Дочки-матери

1960

Людмила

- Стань прямо… Господи, да можешь ты выпрямиться, наконец, или нет?! Я к кому обращаюсь? Ну как об стенку горохом…

Валентина хлопнула дочь по спине и с силой отдёрнула заднюю планку будущего платья:

- А руки-то, а руки, - продолжала она глухим от раздражения голосом, - куда их девать прикажешь? Нет, ну где это видано, чтоб этакие ручища вымахали у тринадцатилетней пигалицы?! - Валентина с ожесточением оторвала почти готовый рукав и зажала губами сразу с десяток булавок, - ну вся в отца, такая же костлявая и длиннорукая, - проговорила мать шепеляво, по очереди доставая изо рта иголки и ловко намечая новую линию.

- Да стой ты спокойно, ох ты господи, царица небесная... Терпеть не могу на тебя шить… Потому как вся ты, Людка, какая-то несуразная и косолапая… Говорю же, вылитый отец… Тот такой же, - Валентина пробурчала что-то неразборчивое, так как в это же время снимала с губ невесть как прилипшую к ним чёрную нить:

- Ну он ить мужик-то, чего с него взять, спрашивается? А ты девка, да ещё и старшая… Мать скорбно, как на тяжелобольную, посмотрела на долговязую, худенькую девочку, с низко опущенной головой, которая в этот момент мечтала только о том, чтобы эта пыточная примерка окончилась как можно скорее.

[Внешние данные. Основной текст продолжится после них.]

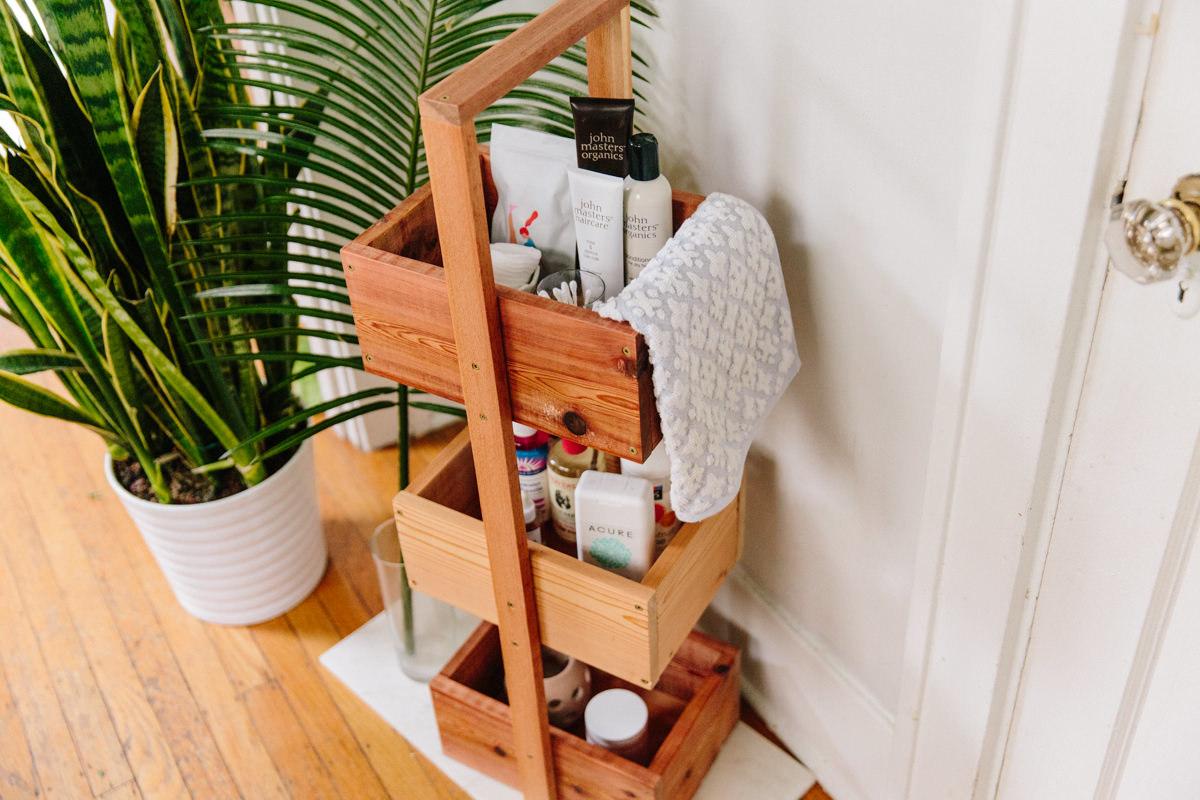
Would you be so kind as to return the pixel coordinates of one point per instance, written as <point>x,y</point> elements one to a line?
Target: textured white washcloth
<point>714,313</point>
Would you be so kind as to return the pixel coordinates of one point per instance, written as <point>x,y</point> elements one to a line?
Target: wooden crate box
<point>627,627</point>
<point>571,373</point>
<point>693,710</point>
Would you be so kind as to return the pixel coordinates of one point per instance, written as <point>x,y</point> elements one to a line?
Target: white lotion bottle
<point>647,205</point>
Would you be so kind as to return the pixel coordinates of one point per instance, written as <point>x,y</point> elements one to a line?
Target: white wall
<point>844,122</point>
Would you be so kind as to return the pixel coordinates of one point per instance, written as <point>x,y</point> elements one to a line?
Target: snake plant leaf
<point>273,290</point>
<point>15,202</point>
<point>282,278</point>
<point>31,360</point>
<point>120,365</point>
<point>306,414</point>
<point>297,439</point>
<point>157,144</point>
<point>267,334</point>
<point>79,31</point>
<point>27,395</point>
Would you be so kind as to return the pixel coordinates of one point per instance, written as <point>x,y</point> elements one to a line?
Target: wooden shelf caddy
<point>628,629</point>
<point>430,316</point>
<point>693,710</point>
<point>571,373</point>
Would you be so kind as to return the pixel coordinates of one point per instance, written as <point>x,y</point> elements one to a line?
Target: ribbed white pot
<point>243,559</point>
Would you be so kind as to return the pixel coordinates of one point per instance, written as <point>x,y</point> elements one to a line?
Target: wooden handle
<point>460,97</point>
<point>448,121</point>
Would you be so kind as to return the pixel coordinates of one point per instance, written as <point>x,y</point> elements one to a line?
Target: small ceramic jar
<point>568,687</point>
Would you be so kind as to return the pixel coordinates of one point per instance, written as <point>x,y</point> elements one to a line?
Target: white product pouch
<point>534,206</point>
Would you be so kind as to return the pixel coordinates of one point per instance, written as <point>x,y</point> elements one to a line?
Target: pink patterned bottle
<point>533,447</point>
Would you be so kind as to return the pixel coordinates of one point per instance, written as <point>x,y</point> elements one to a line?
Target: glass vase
<point>425,630</point>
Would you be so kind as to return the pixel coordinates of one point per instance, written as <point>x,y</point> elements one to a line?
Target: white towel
<point>714,313</point>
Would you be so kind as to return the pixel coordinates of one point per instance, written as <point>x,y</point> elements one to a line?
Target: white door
<point>1108,703</point>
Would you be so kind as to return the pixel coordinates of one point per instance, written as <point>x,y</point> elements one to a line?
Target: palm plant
<point>342,79</point>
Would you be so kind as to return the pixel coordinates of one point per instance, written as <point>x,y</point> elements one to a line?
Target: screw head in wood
<point>575,423</point>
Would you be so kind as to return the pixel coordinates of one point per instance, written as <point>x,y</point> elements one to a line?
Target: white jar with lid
<point>617,720</point>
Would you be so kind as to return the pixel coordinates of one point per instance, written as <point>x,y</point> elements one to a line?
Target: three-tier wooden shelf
<point>430,316</point>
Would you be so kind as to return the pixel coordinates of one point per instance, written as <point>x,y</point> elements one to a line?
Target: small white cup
<point>568,687</point>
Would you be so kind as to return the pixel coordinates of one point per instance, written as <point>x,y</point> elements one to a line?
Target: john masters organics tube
<point>603,126</point>
<point>597,204</point>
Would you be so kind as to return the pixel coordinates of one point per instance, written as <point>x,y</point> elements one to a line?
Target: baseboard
<point>832,722</point>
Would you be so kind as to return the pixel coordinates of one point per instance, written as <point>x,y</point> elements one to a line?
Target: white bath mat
<point>748,767</point>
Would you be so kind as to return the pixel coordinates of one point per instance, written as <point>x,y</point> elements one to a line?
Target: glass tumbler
<point>425,630</point>
<point>573,287</point>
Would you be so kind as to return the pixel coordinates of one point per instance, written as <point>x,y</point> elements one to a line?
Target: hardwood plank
<point>454,167</point>
<point>17,777</point>
<point>51,615</point>
<point>316,711</point>
<point>58,769</point>
<point>144,609</point>
<point>303,771</point>
<point>393,758</point>
<point>66,524</point>
<point>240,657</point>
<point>124,792</point>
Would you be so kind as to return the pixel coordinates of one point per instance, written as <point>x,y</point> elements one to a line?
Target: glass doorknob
<point>1149,241</point>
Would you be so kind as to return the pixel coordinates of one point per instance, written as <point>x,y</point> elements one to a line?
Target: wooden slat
<point>462,228</point>
<point>471,89</point>
<point>611,56</point>
<point>688,575</point>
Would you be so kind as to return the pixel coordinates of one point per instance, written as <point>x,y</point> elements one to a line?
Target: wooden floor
<point>108,689</point>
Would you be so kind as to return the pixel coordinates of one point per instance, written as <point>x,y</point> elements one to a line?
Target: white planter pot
<point>243,559</point>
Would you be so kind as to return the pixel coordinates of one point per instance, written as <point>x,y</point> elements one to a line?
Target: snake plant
<point>105,262</point>
<point>174,188</point>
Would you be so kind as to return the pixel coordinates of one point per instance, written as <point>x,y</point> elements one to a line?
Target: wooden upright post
<point>448,122</point>
<point>454,170</point>
<point>611,58</point>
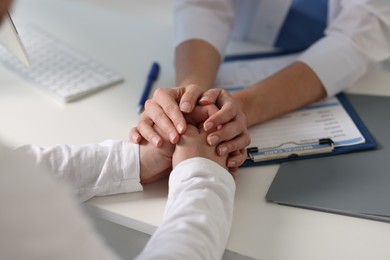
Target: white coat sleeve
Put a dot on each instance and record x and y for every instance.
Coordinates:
(106, 168)
(198, 214)
(356, 38)
(208, 20)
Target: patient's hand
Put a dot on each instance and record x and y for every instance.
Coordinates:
(155, 163)
(193, 144)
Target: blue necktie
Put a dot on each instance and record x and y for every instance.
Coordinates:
(305, 23)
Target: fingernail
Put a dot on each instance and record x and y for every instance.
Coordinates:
(155, 140)
(172, 137)
(212, 140)
(208, 126)
(204, 99)
(136, 139)
(185, 107)
(231, 164)
(180, 128)
(223, 150)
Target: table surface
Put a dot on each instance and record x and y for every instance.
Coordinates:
(128, 36)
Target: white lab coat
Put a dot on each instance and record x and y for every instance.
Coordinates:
(41, 220)
(357, 35)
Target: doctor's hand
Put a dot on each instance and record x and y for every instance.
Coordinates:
(193, 144)
(232, 133)
(155, 163)
(165, 110)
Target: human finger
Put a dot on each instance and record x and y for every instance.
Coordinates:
(228, 131)
(228, 110)
(168, 100)
(201, 113)
(236, 159)
(237, 143)
(145, 126)
(154, 114)
(210, 96)
(189, 98)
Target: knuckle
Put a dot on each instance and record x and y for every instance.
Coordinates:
(171, 108)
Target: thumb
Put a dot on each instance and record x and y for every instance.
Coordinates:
(188, 100)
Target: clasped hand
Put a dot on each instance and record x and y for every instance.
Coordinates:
(215, 115)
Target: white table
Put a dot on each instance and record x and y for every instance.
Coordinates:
(124, 36)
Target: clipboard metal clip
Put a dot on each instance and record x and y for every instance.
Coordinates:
(287, 150)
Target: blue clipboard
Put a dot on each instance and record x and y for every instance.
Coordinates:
(369, 144)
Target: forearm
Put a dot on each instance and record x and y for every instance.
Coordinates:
(198, 215)
(196, 62)
(92, 169)
(287, 90)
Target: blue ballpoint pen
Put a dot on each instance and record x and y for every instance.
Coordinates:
(152, 77)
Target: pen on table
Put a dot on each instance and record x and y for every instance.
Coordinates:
(152, 77)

Люда с тоской думает о том, что уже сейчас ненавидит это платье и вряд ли станет надевать его по доброй воле. И про то, что лучше бы она сшила его сама… А что, она умеет! Ведь вон какой сарафанчик она смастерила для младшей сестрёнки, когда мама лежала в больнице.

Валентина сама удивлялась потом, внимательно разглядывая её аккуратную строчку. А ещё Люда вспомнила про написанное вчера ею стихотворение, которое, кажется, получилось ничего себе…

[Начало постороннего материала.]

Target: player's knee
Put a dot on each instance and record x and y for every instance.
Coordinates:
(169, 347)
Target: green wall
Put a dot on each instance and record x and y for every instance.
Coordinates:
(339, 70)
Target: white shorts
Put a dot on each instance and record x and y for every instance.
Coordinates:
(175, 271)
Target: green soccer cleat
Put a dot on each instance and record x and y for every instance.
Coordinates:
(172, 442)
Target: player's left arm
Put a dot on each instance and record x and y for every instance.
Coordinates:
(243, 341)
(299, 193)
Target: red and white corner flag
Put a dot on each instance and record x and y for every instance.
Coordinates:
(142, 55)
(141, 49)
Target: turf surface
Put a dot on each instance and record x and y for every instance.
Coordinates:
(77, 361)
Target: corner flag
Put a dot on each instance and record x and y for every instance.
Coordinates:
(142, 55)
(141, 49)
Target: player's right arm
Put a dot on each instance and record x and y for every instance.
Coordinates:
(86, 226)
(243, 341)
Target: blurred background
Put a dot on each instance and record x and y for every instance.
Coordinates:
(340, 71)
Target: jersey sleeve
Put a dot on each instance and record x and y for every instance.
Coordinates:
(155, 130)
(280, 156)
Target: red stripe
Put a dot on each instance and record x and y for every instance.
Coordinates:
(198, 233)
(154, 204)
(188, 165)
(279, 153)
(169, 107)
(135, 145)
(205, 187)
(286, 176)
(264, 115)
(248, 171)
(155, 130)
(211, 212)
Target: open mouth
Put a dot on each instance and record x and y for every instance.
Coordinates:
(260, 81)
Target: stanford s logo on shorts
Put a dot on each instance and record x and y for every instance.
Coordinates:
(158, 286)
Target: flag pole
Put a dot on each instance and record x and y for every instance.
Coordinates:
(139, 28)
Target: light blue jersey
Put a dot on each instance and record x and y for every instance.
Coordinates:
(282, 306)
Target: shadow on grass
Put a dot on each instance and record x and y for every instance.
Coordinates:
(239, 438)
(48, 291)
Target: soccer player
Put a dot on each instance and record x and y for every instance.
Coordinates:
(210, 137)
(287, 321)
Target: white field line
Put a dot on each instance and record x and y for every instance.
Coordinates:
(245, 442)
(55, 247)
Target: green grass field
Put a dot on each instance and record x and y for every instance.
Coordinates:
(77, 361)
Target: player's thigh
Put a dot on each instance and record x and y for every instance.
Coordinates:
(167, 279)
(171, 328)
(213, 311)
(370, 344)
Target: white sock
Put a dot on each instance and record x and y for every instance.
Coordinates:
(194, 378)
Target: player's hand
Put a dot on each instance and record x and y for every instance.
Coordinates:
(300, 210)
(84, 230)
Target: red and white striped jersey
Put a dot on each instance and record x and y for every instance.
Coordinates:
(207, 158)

В комнату заглянула средняя сестра Люды - Зинка, ладно и крепко сбитая девочка, лет десяти-одиннадцати. Мать оживилась и слегка толкнула старшую дочь в плечо, кивая в сторону Зинки:

- Вот на кого шить одно удовольствие: раз, два и готово... Что ни оденет, всё сидит, как влитое. Валентина сделала шаг назад, наклоняя голову в разные стороны и поворачивая дочку, при этом то приподнимая, то опуская планку, и задумчиво размышляя вслух, как бы сама с собой:

- Может, выточки поглубже заложить? Или напуск сделать побольше?

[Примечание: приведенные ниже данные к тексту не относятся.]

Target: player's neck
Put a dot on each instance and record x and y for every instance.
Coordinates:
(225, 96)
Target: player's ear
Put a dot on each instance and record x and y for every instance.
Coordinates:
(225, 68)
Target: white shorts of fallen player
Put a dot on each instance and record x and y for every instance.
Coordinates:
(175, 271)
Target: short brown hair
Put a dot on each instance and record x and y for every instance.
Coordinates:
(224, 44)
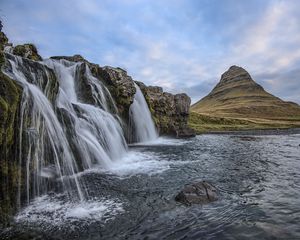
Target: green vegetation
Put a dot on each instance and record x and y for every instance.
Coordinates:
(202, 123)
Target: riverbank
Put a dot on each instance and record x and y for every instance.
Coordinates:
(211, 124)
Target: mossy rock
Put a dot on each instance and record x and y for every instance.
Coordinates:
(10, 95)
(27, 51)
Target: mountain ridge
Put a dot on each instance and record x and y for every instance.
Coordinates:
(238, 95)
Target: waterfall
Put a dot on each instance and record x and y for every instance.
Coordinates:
(65, 130)
(141, 124)
(58, 139)
(45, 140)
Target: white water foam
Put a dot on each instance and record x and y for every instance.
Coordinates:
(47, 210)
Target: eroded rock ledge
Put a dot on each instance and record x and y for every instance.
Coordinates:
(170, 112)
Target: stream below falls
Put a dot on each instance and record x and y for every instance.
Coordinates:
(257, 176)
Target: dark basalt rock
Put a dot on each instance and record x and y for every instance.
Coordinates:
(170, 112)
(197, 193)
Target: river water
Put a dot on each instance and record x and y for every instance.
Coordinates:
(257, 177)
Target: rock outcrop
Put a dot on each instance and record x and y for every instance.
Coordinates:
(170, 112)
(197, 193)
(237, 95)
(118, 82)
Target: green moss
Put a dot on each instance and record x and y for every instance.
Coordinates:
(28, 51)
(10, 94)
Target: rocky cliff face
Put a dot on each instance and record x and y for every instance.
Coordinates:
(170, 112)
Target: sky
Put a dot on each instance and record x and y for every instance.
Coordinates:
(181, 45)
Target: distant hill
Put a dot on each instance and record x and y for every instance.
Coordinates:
(238, 96)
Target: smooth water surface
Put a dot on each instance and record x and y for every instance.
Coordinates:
(258, 178)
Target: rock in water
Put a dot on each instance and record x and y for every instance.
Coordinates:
(198, 193)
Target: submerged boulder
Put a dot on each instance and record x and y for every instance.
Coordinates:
(197, 193)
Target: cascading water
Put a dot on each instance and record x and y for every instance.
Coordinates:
(58, 142)
(45, 139)
(141, 124)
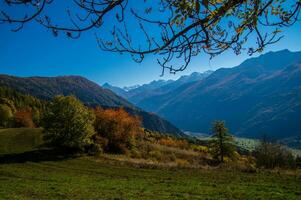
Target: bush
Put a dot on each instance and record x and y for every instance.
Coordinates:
(23, 118)
(270, 155)
(118, 127)
(6, 115)
(69, 124)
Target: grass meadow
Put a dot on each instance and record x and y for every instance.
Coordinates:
(43, 174)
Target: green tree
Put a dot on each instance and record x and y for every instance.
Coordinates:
(6, 115)
(222, 142)
(68, 123)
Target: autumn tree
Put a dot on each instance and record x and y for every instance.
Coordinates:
(68, 123)
(222, 142)
(118, 127)
(173, 30)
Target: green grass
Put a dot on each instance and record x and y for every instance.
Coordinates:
(44, 174)
(18, 140)
(90, 178)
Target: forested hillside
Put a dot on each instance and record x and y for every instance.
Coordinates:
(88, 92)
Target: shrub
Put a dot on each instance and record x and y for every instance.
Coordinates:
(271, 155)
(23, 118)
(118, 127)
(68, 123)
(6, 115)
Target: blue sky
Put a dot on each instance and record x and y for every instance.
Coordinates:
(33, 51)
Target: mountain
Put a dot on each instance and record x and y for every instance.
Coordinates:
(260, 96)
(88, 92)
(138, 93)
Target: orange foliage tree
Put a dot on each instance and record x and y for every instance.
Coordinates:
(117, 128)
(23, 118)
(168, 141)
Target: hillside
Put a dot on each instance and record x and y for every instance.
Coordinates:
(30, 173)
(260, 96)
(88, 92)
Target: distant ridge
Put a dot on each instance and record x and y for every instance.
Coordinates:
(88, 92)
(260, 96)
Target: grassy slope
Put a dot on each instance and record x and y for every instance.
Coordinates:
(96, 178)
(18, 140)
(87, 178)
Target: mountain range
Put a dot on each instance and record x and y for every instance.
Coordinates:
(260, 96)
(137, 93)
(88, 92)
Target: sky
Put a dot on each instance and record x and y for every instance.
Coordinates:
(33, 51)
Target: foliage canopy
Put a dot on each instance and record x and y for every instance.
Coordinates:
(173, 30)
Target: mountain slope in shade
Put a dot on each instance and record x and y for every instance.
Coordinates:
(88, 92)
(138, 93)
(260, 96)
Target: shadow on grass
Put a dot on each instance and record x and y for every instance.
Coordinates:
(38, 155)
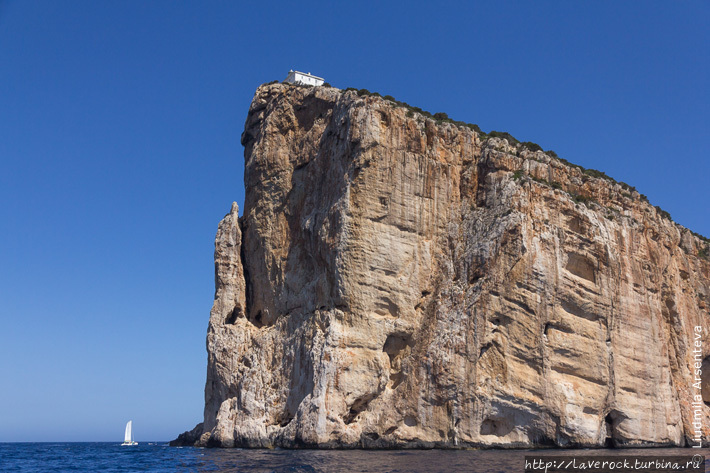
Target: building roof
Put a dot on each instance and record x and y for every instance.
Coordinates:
(307, 74)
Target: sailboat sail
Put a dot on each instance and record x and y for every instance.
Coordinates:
(128, 438)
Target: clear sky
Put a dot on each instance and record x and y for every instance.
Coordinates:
(119, 154)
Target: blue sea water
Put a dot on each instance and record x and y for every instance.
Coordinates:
(157, 457)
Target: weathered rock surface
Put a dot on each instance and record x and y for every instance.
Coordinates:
(398, 282)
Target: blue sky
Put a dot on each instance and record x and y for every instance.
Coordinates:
(119, 153)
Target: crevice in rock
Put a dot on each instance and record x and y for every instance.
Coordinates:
(397, 347)
(357, 407)
(234, 315)
(410, 421)
(611, 422)
(499, 427)
(581, 267)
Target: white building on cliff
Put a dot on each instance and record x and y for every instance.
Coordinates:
(295, 77)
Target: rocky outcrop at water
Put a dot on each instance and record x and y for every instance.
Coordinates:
(396, 281)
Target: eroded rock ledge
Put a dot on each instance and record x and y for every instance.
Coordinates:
(395, 282)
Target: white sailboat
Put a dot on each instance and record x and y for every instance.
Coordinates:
(128, 438)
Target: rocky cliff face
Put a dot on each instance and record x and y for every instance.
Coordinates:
(398, 282)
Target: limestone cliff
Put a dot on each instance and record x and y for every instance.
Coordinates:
(395, 281)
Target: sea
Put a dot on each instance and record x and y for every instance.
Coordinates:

По комнате прошелестел двойной, почти одновременный глубокий вздох. В одном слышалось разочарование и безысходность, во втором усталость и непонятная, но явственно ощущаемая вина.

- Давай, повздыхай мне ещё, - каким-то отсутствующим, бесцветным голосом произносит Валентина. Затем, словно решившись на что-то, резко добавляет:

- Всё, хватит, я сметаю, а заканчивать сама будешь, здоровая уже…

1983

Ольга

- Не стони, - строго говорит Людмила своей дочке, хоть и стоявшей с насупленным и измождённым видом в самом углу магазина «Ткани», но не произнёсшей, тем не менее, ни звука.

- Я не… - начала Оля, очень высокая и очень худая девочка-подросток.

- Я вижу, - отрезала Людмила, - стоишь здесь с несчастным видом и зыркаешь глазами…

Мать подошла к очередному рулону, невнятно серой материи и долго щупала, мяла её в руках, прислушиваясь к своим ощущениям. Оля шмыгнула вечно подтекающим носом и, приоткрыв рот, смотрела на мать. Людмила будто священнодействовала.

Понять это Оля никогда не могла. Магазин «Ткани», а также абсолютно всё, связанное с кройкой и шитьём, навевало на неё не просто смертельную скуку, а часто даже тихий, медленно заполняющий всё её полудетское существо ужас.

Это место в Олиной, личной иерархии ценностей, занимало одну из самых нижних ступеней. И находилось где-то в одной плоскости с математикой, мытьём посуды и школьной стометровкой, когда физрук с кислым выражением лица смотрит в секундомер на её, Олин результат, а Валерка Кадеев ехидно, под дружный хохот одноклассников комментирует:

- Три часа двадцать минут!

Оля снова вздыхает и испуганно косится на мать. Но Людмила, к счастью, не слышит. Кажется, она выбрала материю, и продавщица с явно пережжённой шестимесячной завивкой, уже направляется к ней с огромным, деревянным метром в руках.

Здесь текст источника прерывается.